その059「自動販売機」
「姉ちゃん姉ちゃんっ!」
今日も今日とて、僕は姉ちゃんのことを呼ぶ。
「まるっきし、尻尾フリフリで餌を待つわんこよね。ほら、何買うの」
「オレンジッ!」
買い物の荷物持ちに付き合ったお礼に、姉ちゃんが自販機でジュースを奢ってくれた。
「ふふ、チョイスがお子様ね」
「そういう姉ちゃんは何を選ぶんだ?」
「勿論、大人なチョイスで行くわよ」
ドヤ顔で、姉ちゃんは自販機に百円と五十円の硬貨を入れるんだけど、
「あら?」
百円だけが、釣り銭口から戻ってきた。
「これ、機械が硬貨を上手く認識しないからだっけ?」
「こういうの、しっかりして欲しいところよね」
再度、姉ちゃんは硬貨を自販機に入れるんだけど。
「……また戻ってきたわ」
「ドンマイ姉ちゃん。もう一回」
しかし、さらにもう一回も、硬貨が戻ってきた。
「あーもう! 一体何なの!?」
「まあまあ姉ちゃん」
憤慨する姉ちゃんを宥めつつ、今度は僕が硬貨を入れると、
「あ、通った。
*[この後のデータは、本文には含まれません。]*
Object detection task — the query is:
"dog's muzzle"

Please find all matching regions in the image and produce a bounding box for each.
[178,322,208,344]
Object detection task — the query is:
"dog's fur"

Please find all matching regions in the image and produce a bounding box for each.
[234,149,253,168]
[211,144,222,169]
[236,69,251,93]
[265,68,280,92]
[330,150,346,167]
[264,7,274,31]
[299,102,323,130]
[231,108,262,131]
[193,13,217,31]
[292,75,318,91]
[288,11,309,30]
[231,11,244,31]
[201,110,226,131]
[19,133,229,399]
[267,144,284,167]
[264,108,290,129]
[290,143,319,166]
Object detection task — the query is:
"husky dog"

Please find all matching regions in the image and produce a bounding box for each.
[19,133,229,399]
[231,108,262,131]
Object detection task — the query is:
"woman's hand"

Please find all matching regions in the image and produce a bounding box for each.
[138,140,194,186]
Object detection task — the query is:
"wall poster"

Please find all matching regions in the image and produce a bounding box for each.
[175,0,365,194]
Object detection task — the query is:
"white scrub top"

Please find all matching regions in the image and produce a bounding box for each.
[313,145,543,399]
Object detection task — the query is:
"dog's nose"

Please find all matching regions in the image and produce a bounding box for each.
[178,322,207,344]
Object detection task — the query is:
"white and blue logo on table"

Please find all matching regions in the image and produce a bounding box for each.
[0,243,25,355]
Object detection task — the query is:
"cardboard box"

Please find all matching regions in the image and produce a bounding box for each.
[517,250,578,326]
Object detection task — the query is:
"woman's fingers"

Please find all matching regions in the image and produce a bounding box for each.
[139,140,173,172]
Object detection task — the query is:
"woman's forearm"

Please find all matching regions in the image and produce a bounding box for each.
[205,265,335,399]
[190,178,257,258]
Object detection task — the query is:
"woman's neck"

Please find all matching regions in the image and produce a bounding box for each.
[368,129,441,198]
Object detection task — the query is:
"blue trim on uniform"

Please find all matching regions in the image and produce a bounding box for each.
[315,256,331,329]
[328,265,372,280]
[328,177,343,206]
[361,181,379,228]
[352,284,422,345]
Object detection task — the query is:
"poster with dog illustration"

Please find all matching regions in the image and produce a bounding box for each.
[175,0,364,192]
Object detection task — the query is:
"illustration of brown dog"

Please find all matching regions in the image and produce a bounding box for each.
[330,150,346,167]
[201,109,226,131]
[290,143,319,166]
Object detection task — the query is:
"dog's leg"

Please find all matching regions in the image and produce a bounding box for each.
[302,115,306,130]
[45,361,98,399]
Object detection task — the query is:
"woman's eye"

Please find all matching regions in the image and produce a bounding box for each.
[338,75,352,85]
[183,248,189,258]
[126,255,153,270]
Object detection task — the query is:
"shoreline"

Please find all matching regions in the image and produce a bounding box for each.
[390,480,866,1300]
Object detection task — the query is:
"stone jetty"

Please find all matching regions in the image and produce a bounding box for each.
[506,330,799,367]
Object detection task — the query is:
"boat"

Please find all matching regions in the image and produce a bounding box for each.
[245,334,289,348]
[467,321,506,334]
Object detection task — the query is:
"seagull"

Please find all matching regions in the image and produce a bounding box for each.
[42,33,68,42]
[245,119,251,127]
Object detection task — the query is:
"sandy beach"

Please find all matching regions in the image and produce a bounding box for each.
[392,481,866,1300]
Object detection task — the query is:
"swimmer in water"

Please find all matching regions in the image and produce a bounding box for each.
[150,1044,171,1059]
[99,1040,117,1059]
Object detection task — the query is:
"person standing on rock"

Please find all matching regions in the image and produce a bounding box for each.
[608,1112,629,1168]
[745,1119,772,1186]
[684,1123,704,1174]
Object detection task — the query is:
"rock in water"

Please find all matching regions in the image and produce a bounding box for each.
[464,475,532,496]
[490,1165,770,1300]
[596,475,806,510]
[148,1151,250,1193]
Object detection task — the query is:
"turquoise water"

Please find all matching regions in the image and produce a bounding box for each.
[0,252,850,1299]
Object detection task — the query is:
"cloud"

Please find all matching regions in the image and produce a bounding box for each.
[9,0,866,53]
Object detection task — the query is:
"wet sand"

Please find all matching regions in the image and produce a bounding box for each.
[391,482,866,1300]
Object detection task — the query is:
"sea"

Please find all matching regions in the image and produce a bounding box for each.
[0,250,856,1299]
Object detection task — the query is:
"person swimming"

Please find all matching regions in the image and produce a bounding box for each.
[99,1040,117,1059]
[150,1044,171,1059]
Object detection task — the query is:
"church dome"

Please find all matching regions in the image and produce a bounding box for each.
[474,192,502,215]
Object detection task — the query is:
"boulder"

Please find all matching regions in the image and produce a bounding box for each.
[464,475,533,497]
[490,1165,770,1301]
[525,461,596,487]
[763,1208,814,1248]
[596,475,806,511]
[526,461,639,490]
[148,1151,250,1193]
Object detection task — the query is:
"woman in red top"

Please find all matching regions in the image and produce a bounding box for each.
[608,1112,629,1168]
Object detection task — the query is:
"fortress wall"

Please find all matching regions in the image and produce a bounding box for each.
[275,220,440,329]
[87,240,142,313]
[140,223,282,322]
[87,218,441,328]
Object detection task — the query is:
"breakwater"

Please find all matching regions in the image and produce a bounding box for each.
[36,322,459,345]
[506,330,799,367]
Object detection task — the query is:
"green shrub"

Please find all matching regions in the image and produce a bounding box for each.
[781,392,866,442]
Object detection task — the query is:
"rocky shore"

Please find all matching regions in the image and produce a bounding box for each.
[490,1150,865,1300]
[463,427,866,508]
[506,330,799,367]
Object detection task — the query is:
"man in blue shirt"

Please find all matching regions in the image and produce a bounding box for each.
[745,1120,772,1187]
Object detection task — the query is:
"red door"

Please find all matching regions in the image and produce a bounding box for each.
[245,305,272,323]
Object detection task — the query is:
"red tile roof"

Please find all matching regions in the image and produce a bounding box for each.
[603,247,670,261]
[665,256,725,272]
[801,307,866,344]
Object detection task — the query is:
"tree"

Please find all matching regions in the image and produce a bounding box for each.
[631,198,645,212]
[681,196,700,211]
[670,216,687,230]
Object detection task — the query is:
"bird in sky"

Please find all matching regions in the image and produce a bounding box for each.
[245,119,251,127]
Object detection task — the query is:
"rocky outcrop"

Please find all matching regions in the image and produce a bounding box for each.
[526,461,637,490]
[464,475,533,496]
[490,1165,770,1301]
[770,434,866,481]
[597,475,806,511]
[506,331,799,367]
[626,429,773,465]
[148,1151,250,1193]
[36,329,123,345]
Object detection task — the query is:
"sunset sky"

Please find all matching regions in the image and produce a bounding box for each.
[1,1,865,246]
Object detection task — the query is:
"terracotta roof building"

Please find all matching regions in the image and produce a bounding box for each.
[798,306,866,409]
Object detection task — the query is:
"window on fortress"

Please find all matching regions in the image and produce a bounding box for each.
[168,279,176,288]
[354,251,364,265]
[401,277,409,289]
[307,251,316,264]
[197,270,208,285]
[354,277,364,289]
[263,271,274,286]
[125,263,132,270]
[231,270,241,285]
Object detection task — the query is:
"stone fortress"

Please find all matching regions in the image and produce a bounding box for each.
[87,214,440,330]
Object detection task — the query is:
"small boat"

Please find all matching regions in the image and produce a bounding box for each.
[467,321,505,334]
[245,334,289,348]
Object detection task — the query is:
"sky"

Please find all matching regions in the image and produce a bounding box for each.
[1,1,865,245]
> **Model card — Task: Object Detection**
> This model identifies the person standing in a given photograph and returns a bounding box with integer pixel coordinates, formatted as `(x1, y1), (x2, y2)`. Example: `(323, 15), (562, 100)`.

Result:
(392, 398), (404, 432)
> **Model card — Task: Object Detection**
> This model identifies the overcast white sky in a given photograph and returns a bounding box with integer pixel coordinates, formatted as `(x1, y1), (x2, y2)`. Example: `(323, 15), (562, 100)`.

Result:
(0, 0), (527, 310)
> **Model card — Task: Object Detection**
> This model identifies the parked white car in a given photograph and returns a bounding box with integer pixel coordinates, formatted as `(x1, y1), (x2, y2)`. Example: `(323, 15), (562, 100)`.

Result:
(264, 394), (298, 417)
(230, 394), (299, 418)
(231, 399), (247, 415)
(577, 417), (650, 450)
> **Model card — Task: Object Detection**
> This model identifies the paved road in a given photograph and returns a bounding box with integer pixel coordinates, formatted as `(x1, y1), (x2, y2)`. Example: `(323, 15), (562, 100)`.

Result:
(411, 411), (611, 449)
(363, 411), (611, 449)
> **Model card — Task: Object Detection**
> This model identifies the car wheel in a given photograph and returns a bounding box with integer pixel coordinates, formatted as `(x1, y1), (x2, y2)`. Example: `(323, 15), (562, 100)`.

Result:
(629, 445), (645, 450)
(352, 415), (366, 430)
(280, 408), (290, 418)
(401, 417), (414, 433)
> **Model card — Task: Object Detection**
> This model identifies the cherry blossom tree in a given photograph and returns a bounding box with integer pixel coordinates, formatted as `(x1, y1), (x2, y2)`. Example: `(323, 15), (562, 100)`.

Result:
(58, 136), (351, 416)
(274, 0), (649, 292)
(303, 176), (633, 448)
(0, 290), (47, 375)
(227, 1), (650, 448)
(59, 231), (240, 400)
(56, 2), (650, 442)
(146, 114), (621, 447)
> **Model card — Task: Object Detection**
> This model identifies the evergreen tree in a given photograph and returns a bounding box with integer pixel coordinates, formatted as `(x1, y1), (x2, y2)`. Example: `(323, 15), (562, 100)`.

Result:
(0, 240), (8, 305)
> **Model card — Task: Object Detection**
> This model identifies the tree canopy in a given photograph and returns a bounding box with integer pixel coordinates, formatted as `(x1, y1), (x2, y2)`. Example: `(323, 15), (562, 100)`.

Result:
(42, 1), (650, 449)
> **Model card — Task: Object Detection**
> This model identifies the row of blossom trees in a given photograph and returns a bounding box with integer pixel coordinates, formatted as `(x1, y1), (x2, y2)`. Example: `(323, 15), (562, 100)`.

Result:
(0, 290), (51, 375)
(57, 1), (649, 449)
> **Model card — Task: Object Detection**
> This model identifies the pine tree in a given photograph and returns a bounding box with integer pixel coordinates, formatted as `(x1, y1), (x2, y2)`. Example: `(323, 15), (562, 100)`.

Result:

僕はきちんと認識してくれたようだぞ」
「なんで!?」
姉ちゃん、少し涙目。
「まあまあ、ほら、選んで選んで」
「急に飲む気が失せたんだけど……」
そう言いつつ、紅茶のボタンを押すと、
「なんで黒酢ドリンクが!?」
「業者が間違えたのかな……お、姉ちゃん、当たりが出た。もう一個選べるぞっ」
「……だったらいいけど」
さっきのことも踏まえて、今度はレモンティーのボタンを押すも、
「また黒酢!?」
「やけに推してるぞ……あ、また当たりが出た」
「……イヤな予感しかしないわ」
今度は、ミルクティーのボタンを押してみると、
「新製品『カルシウムは取れるけど、乳が大きくならない牛乳』……ってナニコレっ!?」
「やけにピンポイントな名前だぞ……って、また当たりだ」
「もういいわよっ!?」
姉ちゃん、投げやりに叫ぶも。
ピーッ! ピーッ! ピーッ!
自動販売機からサイレンが鳴って。
ドサドサドサドサッ!
「おおおおっ!?」
「『カルシウムは取れるけど、乳が大きくならない牛乳』が大量に当たった!?」
「姉ちゃんがこの先大きくならないから、こんなにも当たってしまったのか……」
「やかましいわっ!?」
で、この後、業者さんに故障の連絡をしたところ。
『ああ、仕様です』
「仕様!?」
『硬貨が戻る現象の後に、規定の商品を順番に押すと、我が社の牛乳が大量に当たるレアな裏技です』
「ものすごく要らない裏技なんだけど!?」
……このメーカー、いろいろ大丈夫か。